KAFTAN TV began broadcasting in September 2018. It broadcasts in the English language on StarTimes, BEN Television, and Lyngsat.

While covering the 2018 Osun State general elections in the state capital Osogbo, a KAFTAN TV crew member sustained injuries after being attacked by thugs during a violent disruption of election proceedings, with production equipment also sustaining irreparable damage.
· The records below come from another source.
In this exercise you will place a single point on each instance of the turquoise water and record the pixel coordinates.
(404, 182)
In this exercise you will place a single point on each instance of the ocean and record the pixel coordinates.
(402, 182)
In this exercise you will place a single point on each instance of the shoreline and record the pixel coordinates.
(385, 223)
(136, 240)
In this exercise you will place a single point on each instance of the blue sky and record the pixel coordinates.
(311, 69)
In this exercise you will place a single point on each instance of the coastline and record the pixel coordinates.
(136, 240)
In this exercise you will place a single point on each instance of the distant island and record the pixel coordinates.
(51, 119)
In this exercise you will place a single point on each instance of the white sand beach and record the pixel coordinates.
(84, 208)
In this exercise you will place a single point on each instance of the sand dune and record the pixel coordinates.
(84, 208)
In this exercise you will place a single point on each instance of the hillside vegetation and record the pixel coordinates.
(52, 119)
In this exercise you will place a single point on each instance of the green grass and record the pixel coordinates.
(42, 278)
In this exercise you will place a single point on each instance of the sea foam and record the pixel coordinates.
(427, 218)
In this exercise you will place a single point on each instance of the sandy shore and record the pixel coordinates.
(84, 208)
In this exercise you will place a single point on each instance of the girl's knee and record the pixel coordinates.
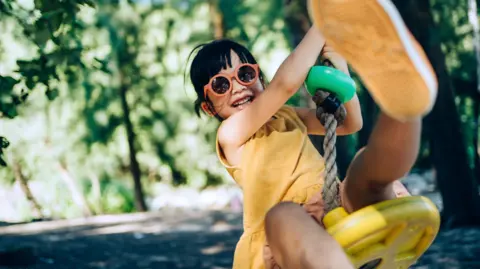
(280, 213)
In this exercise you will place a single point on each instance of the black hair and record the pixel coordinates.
(210, 59)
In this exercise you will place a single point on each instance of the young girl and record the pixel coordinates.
(264, 146)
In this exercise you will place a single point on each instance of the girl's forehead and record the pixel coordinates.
(235, 61)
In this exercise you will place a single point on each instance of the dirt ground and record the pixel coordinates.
(170, 239)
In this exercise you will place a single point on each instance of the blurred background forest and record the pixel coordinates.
(96, 109)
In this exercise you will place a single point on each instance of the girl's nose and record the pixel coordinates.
(236, 87)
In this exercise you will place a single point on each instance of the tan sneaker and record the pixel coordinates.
(373, 38)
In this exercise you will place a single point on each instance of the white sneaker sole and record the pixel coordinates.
(373, 38)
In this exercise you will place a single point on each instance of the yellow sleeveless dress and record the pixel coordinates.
(278, 163)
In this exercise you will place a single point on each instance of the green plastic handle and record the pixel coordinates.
(331, 80)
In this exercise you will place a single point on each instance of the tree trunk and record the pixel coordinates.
(140, 204)
(23, 182)
(473, 19)
(77, 195)
(96, 191)
(217, 20)
(461, 201)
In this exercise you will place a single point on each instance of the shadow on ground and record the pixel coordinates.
(170, 239)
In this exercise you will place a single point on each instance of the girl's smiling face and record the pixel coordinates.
(240, 96)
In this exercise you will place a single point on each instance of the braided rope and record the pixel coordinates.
(331, 187)
(330, 191)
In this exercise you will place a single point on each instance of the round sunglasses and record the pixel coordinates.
(220, 84)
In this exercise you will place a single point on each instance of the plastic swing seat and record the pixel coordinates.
(391, 234)
(387, 235)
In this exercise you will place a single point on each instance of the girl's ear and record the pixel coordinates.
(207, 108)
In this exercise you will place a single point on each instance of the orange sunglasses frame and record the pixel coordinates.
(229, 76)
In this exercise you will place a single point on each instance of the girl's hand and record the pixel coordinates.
(330, 57)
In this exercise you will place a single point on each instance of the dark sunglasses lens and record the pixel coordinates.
(220, 85)
(247, 74)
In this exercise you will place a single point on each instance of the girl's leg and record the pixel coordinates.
(296, 240)
(389, 155)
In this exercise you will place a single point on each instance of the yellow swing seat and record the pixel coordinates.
(387, 235)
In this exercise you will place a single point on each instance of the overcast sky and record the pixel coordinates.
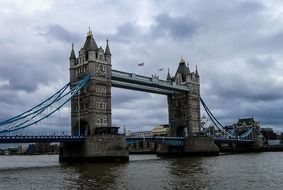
(236, 44)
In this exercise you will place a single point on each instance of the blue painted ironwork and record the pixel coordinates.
(147, 84)
(173, 141)
(232, 134)
(44, 109)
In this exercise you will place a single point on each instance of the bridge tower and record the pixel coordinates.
(184, 108)
(91, 108)
(184, 115)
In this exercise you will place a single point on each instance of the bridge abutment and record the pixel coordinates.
(193, 146)
(100, 148)
(91, 109)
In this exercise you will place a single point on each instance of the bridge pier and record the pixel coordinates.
(100, 148)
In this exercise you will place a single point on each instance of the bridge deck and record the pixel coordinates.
(142, 83)
(40, 139)
(175, 141)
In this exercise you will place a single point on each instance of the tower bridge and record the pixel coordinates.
(91, 109)
(93, 138)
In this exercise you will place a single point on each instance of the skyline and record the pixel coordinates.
(235, 45)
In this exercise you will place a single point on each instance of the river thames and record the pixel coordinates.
(230, 171)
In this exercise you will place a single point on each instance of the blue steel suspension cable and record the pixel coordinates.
(23, 124)
(27, 113)
(212, 118)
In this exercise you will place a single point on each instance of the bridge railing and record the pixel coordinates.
(144, 80)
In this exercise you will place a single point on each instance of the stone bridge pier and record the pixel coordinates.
(184, 116)
(91, 109)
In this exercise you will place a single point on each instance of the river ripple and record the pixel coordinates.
(234, 171)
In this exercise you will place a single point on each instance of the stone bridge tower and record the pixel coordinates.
(91, 109)
(184, 108)
(184, 116)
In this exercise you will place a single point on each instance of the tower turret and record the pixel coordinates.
(168, 78)
(90, 47)
(73, 62)
(107, 53)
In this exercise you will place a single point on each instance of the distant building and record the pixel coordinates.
(147, 147)
(161, 130)
(268, 133)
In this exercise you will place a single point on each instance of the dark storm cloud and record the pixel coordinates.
(175, 27)
(57, 32)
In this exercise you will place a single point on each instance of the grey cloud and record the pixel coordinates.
(175, 27)
(57, 32)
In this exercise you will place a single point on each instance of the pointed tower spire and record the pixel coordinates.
(168, 76)
(107, 49)
(72, 55)
(197, 71)
(90, 44)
In August 2020, the company launched its Yoruba-language channel, which also began broadcasting to StarTimes nationwide and outside Nigeria on 1 September 2020.
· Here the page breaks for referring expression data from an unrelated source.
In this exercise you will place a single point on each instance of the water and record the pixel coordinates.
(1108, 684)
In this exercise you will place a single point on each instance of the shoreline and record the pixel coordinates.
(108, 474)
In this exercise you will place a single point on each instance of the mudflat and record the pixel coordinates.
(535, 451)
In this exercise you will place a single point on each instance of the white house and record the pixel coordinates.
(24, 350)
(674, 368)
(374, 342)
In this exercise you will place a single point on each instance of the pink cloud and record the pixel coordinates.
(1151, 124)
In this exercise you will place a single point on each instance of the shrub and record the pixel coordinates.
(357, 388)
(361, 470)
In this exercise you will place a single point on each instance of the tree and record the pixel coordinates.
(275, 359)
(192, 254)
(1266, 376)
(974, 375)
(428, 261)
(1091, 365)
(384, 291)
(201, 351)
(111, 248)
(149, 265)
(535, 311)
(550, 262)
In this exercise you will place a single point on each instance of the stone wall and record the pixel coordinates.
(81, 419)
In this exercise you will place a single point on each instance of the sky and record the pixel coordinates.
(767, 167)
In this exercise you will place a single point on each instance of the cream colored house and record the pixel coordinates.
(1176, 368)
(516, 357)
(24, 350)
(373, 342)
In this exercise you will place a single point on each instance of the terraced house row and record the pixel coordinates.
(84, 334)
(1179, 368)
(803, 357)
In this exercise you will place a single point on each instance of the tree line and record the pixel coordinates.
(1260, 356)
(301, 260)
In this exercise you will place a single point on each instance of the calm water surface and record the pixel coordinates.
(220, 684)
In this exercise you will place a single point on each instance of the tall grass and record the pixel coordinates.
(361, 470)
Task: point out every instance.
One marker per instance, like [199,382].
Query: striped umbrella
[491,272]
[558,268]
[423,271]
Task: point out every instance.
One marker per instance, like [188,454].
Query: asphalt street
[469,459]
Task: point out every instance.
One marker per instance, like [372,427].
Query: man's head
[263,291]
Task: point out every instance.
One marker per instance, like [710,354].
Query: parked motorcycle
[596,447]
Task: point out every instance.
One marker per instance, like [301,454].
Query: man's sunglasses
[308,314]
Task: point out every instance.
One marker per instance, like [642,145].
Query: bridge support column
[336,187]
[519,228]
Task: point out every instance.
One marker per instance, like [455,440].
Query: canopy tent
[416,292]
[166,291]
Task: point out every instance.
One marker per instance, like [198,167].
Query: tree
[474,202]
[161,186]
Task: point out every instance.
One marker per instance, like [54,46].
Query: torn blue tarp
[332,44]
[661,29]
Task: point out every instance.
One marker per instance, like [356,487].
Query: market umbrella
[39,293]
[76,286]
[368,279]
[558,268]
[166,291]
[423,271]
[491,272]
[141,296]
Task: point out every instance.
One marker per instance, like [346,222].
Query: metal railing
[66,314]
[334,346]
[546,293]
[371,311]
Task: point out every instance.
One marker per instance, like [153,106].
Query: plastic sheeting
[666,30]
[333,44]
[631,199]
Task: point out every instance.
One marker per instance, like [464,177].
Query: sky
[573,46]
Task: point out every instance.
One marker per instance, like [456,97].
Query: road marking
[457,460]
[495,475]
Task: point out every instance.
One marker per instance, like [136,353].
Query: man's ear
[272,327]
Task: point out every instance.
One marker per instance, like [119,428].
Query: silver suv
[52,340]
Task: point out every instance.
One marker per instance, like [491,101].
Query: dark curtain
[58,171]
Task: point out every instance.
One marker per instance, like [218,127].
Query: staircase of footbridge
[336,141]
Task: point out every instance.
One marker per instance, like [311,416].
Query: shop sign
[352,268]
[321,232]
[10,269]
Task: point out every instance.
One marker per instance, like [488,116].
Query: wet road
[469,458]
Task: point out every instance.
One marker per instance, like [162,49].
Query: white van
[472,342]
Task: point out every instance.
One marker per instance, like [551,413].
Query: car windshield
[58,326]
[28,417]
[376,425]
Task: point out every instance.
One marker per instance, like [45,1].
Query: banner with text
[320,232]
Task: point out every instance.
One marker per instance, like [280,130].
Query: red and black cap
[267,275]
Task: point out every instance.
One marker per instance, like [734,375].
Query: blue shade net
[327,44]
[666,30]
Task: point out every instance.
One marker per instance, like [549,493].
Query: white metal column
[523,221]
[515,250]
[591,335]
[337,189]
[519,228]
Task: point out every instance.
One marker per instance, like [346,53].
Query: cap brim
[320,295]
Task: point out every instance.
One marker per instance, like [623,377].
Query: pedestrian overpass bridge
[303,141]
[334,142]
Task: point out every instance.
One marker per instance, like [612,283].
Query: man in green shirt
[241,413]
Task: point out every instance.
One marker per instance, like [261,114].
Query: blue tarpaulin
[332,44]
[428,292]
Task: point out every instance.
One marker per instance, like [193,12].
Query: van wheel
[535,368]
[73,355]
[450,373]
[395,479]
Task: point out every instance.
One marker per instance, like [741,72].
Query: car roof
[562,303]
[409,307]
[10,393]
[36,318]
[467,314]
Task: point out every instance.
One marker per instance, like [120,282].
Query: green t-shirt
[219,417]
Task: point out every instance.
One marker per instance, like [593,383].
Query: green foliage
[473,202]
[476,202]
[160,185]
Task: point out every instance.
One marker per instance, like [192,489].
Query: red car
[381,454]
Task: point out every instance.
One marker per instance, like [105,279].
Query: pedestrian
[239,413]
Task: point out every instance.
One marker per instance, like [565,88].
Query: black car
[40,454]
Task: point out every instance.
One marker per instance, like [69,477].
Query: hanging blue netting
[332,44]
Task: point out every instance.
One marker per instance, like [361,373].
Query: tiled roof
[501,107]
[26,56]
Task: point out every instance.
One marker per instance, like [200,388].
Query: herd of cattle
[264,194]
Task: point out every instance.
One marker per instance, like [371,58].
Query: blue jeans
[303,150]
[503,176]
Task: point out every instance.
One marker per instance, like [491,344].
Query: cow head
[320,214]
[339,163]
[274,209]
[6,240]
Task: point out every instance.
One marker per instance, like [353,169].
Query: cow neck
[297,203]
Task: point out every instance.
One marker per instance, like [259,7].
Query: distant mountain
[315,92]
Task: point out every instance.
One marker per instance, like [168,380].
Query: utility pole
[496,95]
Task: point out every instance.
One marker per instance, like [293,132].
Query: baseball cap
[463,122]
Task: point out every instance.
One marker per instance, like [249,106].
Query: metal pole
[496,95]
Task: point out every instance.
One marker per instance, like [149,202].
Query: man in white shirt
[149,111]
KAFTAN TV operates a media production and theatre arts training entity and produces original programming, including feature documentaries, TV programs, and drama skits. It began offering a free television broadcasting training program, sponsored by the Queen Lilian Adebayo Foundation, for young people in Ondo State in January 2021.

KAFTAN TV launched its signals on Thursday, 28 January 2021, on the UK’s BEN TV Sky Channel 195.

== Management ==
KAFTAN TV is owned by Adewole Adebayo a Nigeria Lawyer and Politician and the CEO is Abdulwaheed Odusile the immediate past Commissioner for Information and Strategy in Ogun State.

==Recognition==
In October 2018, KAFTAN TV was named Best Exhibitor for Public Relations and Media at the Abuja International Trade Fair.

In January 2021, KAFTAN TV received a Distinguished Excellence Award from the Coalition of Civil Societies and Media Executives for Good Governance in Nigeria (COCMEGG) for its "media exploits, advocacy and sensitization campaign on [the] COVID-19 pandemic."